The history of the “camera pill.”
The “camera pill” is a tiny, wireless camera endoscope that you can swallow. It was first conceptualized in the early 1980s by an Israeli engineer named Gavriel Iddan and an Israeli gastroenterologist named Eitan Scapa.
Initially, their design proved to be non-viable because of excessive power consumption and slow transmission times. But in 1993, Iddan was able to split the device into three parts with the help of a new camera setup that used less energy. This three-part system consisted of a camera and transmitter, a separate recorder, and a software component that processes the stored information.
In 2001, the U.S. Food & Drug Administration (FDA) approved the camera pill for use in patients. It then entered the field of clinical gastroenterology, where it continues to find extensive use.

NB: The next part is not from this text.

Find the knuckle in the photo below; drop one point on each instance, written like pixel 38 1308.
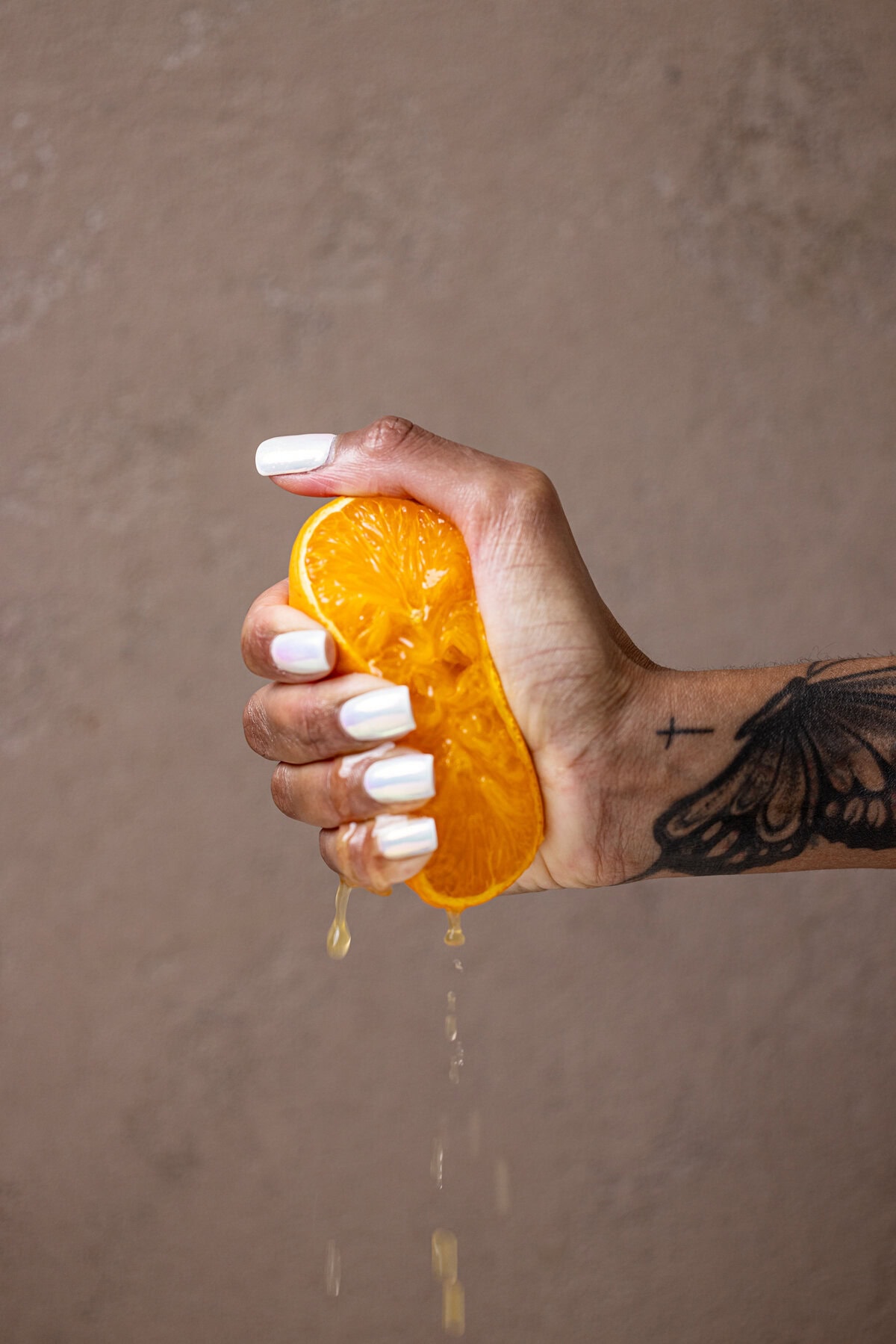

How does a capsule endoscope work?
A typical pill camera is about as big as a vitamin tablet, making it easy to swallow. Once it is swallowed, it begins its fantastic voyage through your digestive tract and takes thousands of pictures of your innards. These images are then transmitted to a recording device that you can wear on your body, usually around the waist. At the end of the procedure, your doctor can download the images from the recorder and view the insides of your gut to make a diagnosis. Much like in a traditional colonoscopy, patients will also be instructed to follow certain preparatory procedures before beginning the test.
Meanwhile, the camera pill will pass through your digestive system as part of your regular bowel movements. And since it is safe to be flushed, you can simply dispose of it this way once it passes.
Not only is this procedure non-invasive, but it also has some great benefits.
Being a minimally invasive procedure, capsule endoscopy reduces the need for sedation and improves patient comfort. Besides this, it has some clinical advantages as well.
For one, the camera pill allows physicians to take a look at the entire length of the small intestine, which can be difficult to view during a routine endoscopy or colonoscopy. Capsule endoscopy is also useful in detecting and evaluating conditions such as intestinal bleeding or Crohn’s disease.
Unfortunately, this technology also has some limitations. For instance, there is a remote chance that the camera pill could get lodged within the gut and require other means of removal. Also, capsule endoscopy does not give physicians the option of removing polyps for biopsy, unlike a routine colonoscopy or endoscopy would.
Finally, given the larger area of the colon (as opposed to the small intestine), camera pills may not be able to cover sufficient ground inside it. So, it may not be as useful in a routine colon cancer screening test.
Will capsule endoscopy replace regular endoscopies and colonoscopies?
Currently, traditional endoscopies and colonoscopies are considered the gold standard for diagnosing GI tract issues. But in the future, with further innovations paving the way, capsule endoscopy could become a more widespread diagnostic tool. Thankfully, such innovations are already underway. As of 2014, researchers were working on a pill camera that could deliver medicines to targeted areas of the gut. There are also numerous kinds of pill cameras being invented and improved upon to view specific parts of the digestive tract.